Let's talk about Warren Buffett. A thread. 1/ I grew up in Omaha, born and raised. All I ever wanted to do was escape. I loved hedge funds. Hated Buffett. The one day someone told me Buffett used to be the wildest fund manager of all. I didn't believe at first, but I learned.
2/ Berkshire was only a thing because Buffett had gone activist on the manager, and fired him ruthlessly. Okay. Now I was interested. Later I learned Buffett had an extremely high Sharpe ratio as a fund manager from one of his LPs' kids. This didn't make sense. Time to study.
3/ By now I was in Wharton. I had access to "WRDS" - an exhaustive database of survivorship bias adjusted fundamentals. Using tangible book and a series of value factors would not have produced good returns especially in Buffett's earlier years when he posted monster CAGRs.

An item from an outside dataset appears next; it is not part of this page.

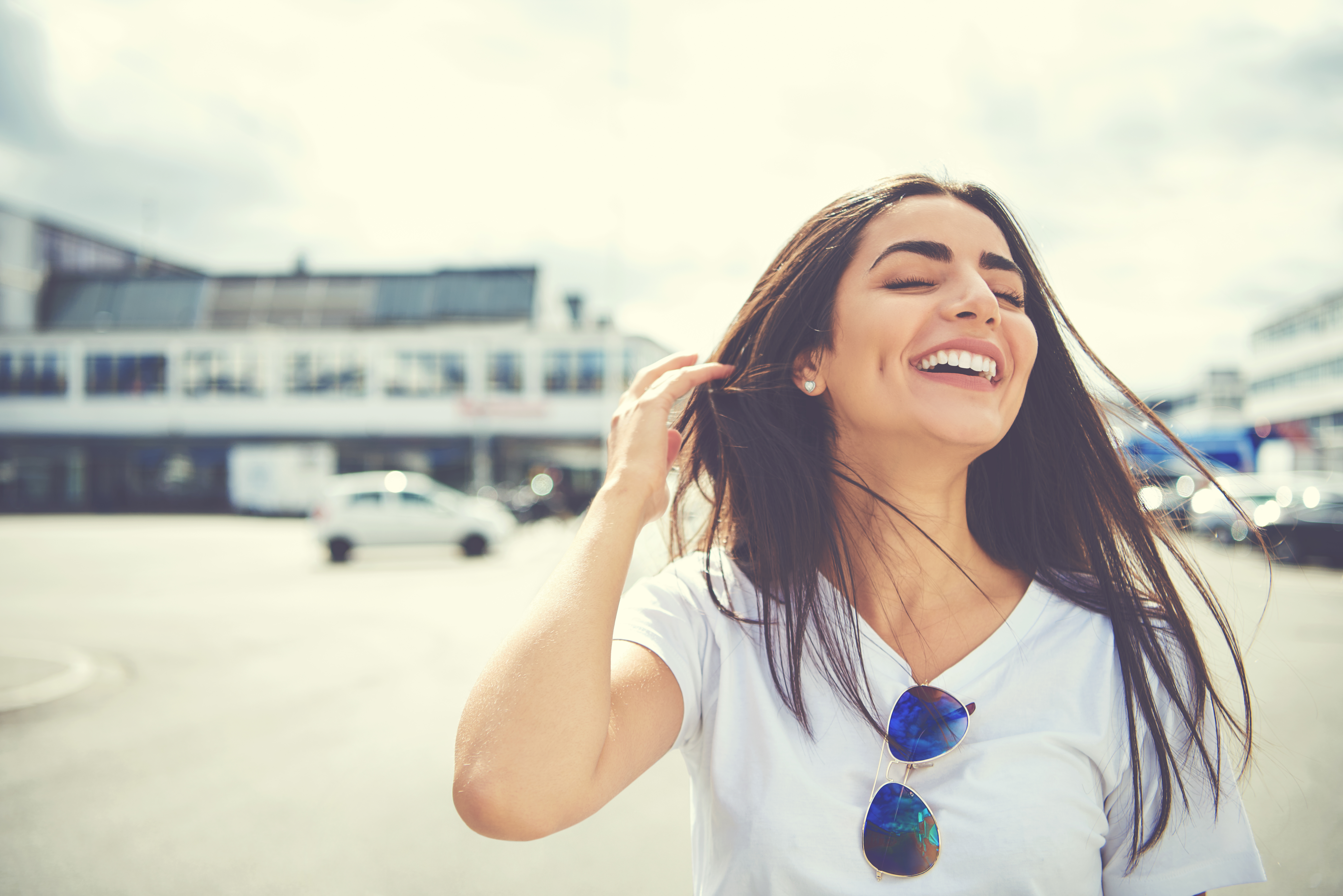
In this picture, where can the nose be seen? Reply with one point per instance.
(973, 300)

4/ The story Buffett told about "bottom's up" due diligence and folksy stock picking was likely just something that played well to audiences that he learned to talk to in a Dale Carnegie speaking course. He certainly did value invest but usually with a crazy edge due to distress.
5/ I needed to meet him. So I managed to take over the "Warren Buffett Club" at Wharton, which carted Wharton MBAs off to Omaha each year for the Oracle's wisdom. Warren would laugh delightedly and say that he dropped out of Wharton and it turned out well. He's a great troll.

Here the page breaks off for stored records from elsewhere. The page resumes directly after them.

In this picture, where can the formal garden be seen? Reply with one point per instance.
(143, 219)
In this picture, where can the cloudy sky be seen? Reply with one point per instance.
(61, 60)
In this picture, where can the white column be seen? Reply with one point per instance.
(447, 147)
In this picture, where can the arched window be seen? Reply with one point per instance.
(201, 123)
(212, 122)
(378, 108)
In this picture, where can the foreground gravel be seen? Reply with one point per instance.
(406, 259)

6/ In fact, he trolls a lot. Some examples: 1] being best friends with Bill Gates but his biggest position is Apple. 2] Saying derivatives are poison shortly before taking a massive derivatives position 3] trash talking investment bankers before bailing them out (Citi, Goldman)
7/ I won't ever forget when I asked him what he'd do with $100k today. He listed off 2 obscure off the run HY bonds he was 'salivating over' this morning and quoted them in 1/8ths. He said, "I would truly love having to start over with $100k. The returns I could make..."

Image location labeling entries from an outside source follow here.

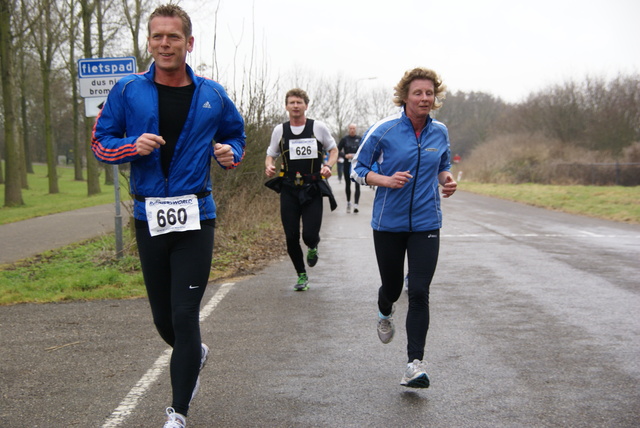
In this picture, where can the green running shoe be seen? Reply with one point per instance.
(312, 257)
(303, 283)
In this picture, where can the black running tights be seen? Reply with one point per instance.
(291, 211)
(347, 183)
(176, 267)
(422, 250)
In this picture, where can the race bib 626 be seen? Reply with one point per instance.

8/ What was so memorable, is it didn't feel like the folksy Buffett talking about 'reputation being built over a lifetime'. He had the tone and eyes of a cold blooded, bond trading predator. It clicked for me in that moment - the whole puzzle.
9/ So many traders lose their edge due to the drag of huge scale. But Buffett couldn't stomach the thought of losing his edge. He loved trading, but he loved winning more. That's the difference between him and the vast majority of "Market Wizards". He gave up the game to win.